The East of England Ambulance Trust recognises these handovers are still not as good as they should be, according to a report to the borough council’s scrutiny health and social care review group.
“There’s more work needed to further improve response times across our region,” it said. The trust provides accident and emergency services to patients requiring urgent medical treatment and transport in Bedfordshire and five other counties.
The trust’s director of quality Simon Chase explained: “We’re still suffering rather protracted handover delays at hospitals, not just locally to Luton.
“This issue around being unable to unload on arrival is regional and national. A target has been set with the Luton and Dunstable Hospital management to have no handover delays of more than 30 minutes by the end of March.”
Labour High Town councillor Umme Ali said: “This is indicative of what the UK is facing with pressures on the healthcare system in general, especially the hospital handover times.

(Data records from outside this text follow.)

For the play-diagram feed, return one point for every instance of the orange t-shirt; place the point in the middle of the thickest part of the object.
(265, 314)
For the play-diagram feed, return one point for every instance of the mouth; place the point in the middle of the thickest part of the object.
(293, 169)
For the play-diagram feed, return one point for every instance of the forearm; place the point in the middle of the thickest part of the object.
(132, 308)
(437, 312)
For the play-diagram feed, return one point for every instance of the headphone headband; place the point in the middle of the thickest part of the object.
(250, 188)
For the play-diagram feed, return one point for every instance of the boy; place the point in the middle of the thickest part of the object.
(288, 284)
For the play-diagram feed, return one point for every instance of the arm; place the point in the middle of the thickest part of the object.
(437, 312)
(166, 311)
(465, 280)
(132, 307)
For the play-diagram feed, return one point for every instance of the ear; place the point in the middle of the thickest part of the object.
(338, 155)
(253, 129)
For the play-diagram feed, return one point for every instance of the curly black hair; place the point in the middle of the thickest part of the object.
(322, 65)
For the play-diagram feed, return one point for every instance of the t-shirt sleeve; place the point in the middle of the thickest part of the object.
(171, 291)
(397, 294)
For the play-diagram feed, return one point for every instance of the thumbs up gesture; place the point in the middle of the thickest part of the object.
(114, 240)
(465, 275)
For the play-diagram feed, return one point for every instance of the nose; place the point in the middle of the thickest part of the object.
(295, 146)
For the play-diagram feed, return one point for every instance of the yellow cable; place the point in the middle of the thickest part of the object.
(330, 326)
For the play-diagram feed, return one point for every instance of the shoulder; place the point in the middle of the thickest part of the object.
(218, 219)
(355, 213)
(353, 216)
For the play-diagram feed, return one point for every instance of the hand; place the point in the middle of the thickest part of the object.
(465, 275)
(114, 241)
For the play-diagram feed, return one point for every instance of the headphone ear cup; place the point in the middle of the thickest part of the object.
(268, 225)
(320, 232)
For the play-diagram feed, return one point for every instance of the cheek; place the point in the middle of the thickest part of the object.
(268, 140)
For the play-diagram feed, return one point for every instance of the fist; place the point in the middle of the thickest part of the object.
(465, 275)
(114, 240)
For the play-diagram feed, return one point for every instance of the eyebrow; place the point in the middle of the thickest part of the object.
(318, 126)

“It’s so counter-productive, as you’ve got the ambulances ready to go and then the staff can’t offload.”
LBC’s corporate director population wellbeing Mark Fowler wondered about the impact of delays on patient health, whether this is tracked and if it led to fatalities.
Mr Chase suggested: “If there were ten ambulances outside the Luton and Dunstable Hospital and a patient went into cardiac arrest it would be difficult to road map to say that was an absolute cause.
“If (ambulance handover times) gets to 40, 50 or 60 minutes this has an indirect impact on patient harm, but it’s hard to identify that because there are usually other factors.
“I’m not aware of a fatality caused by a delay in this area. We’ve had serious incidents declared where there was a direct correlation, outside of this area, and where we’ve reported our belief the primary cause was the delay.”
Liberal Democrat Stopsley councillor Richard Underwood, who chairs the group, referred to the culture of the trust around sexual harassment and bullying within it, asking: “Is this no longer taking place?”
Mr Chase confirmed the situation “is improving, not improved”, adding: “We’ve seen a reduction in cases coming forward, which is positive.
“The culture is better. This should be eradicated from the workplace. People feel braver to speak about these issues or other staff members are calling out behaviour earlier.
“We’ve signed up to a sexual safety charter produced by NHS England and the association of ambulance chief executives (AACE).”
Asked about staffing, Mr Chase replied: “Our attrition rate was probably up to nearly 40 per cent, 18 months ago, with most of those leaving within the first two years. That’s not a great place to be.
“A more recent report indicated less than ten per cent of new starters left in their first two years. Our retention figures are improving across the trust. We’re at full capacity for the Luton and Bedfordshire area, with no vacancies.”